The mining giants are about to pick a second tax fight with the government by demanding an exemption from the impact of a carbon price on operations where the mining tax will apply.

In a submission to the policy transition group which is negotiating the fine print of the revamped mining tax, the Minerals Council of Australia says ”carbon costs in whatever form should be deductible to the extent imposed on activities up to the taxing point”.

The miners believe the net effect of taxes they pay - company tax, state royalties and the Minerals Resource Rent Tax - should not exceed 45 per cent.

The government is at least a year away from deciding how it will put a price on carbon. The Prime Minister, Julia Gillard, has left open the option of an emissions trading scheme, a carbon tax or a hybrid of both.

Each option will increase the cost of mining, with increased energy bills.

The minerals tax, legislation for which is due to be put to Parliament in the second half of next year, will apply to iron ore and coal.

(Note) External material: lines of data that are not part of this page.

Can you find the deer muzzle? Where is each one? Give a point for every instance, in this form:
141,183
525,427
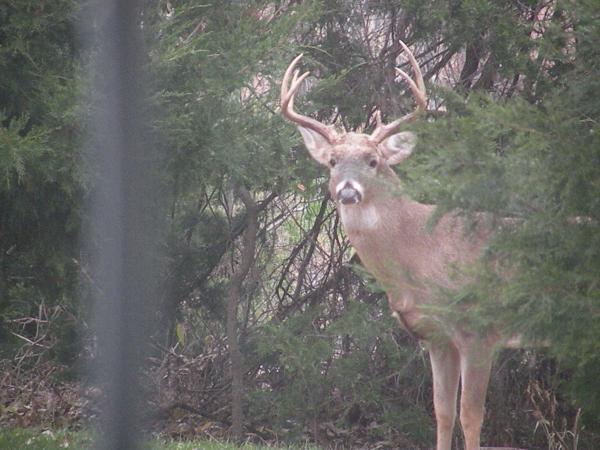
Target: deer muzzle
348,194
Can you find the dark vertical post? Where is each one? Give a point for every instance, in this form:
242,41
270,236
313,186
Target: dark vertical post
122,232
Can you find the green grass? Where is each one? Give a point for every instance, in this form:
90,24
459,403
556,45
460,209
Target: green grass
35,439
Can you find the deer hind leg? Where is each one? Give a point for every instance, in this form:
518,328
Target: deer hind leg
445,365
475,374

The Minerals Council, which represents BHP Billiton, Rio Tinto and Xstrata, believes extra costs should be waived for iron ore and coal mines. Otherwise the net effective tax rate could be pushed above 45 per cent.

“Allowing a deduction for carbon costs up to the taxing point is entirely consistent with established practice for a resource-based tax,” a spokesman for the Minerals Council said.

”It is also consistent with the federal government’s Carbon Pollution Reduction Scheme tax which was deductible against taxable income.”

BHP and Rio have senior executives advising the government on the carbon price policy.

The Minerals Council will meet the policy transition group, including the Resources Minister, Martin Ferguson, and the former BHP chairman Don Argus, on Thursday.

The 28-page Minerals Council submission, which was co-written by BHP tax executives, also restates the miners’ insistence that the proceeds of the rent tax be used to reimburse them for present and future state royalties. Under the first version of the tax, the Resources Super Profits tax, miners were to be compensated for royalties at May 2, 2010, levels plus any scheduled increases that were known at the time.

When the tax was renegotiated just before Ms Gillard called the election, the rider was dropped and the new agreement said ”all state and territory royalties” would be refunded.

The miners argue that if the states and territories continue to increase royalties, the proceeds of the tax should be used to compensate them.

Ms Gillard has ruled this out. Otherwise the states could keep increasing royalties until they had taken all the tax proceeds.

The Minerals Council submission argues: ”Any recommendation that would result in a limitation being placed on the credit available for state and territory royalties is contrary to the heads of agreement and should not be contemplated. [Miners] should not be placed at the centre of intergovernmental disputes about respective revenue shares.”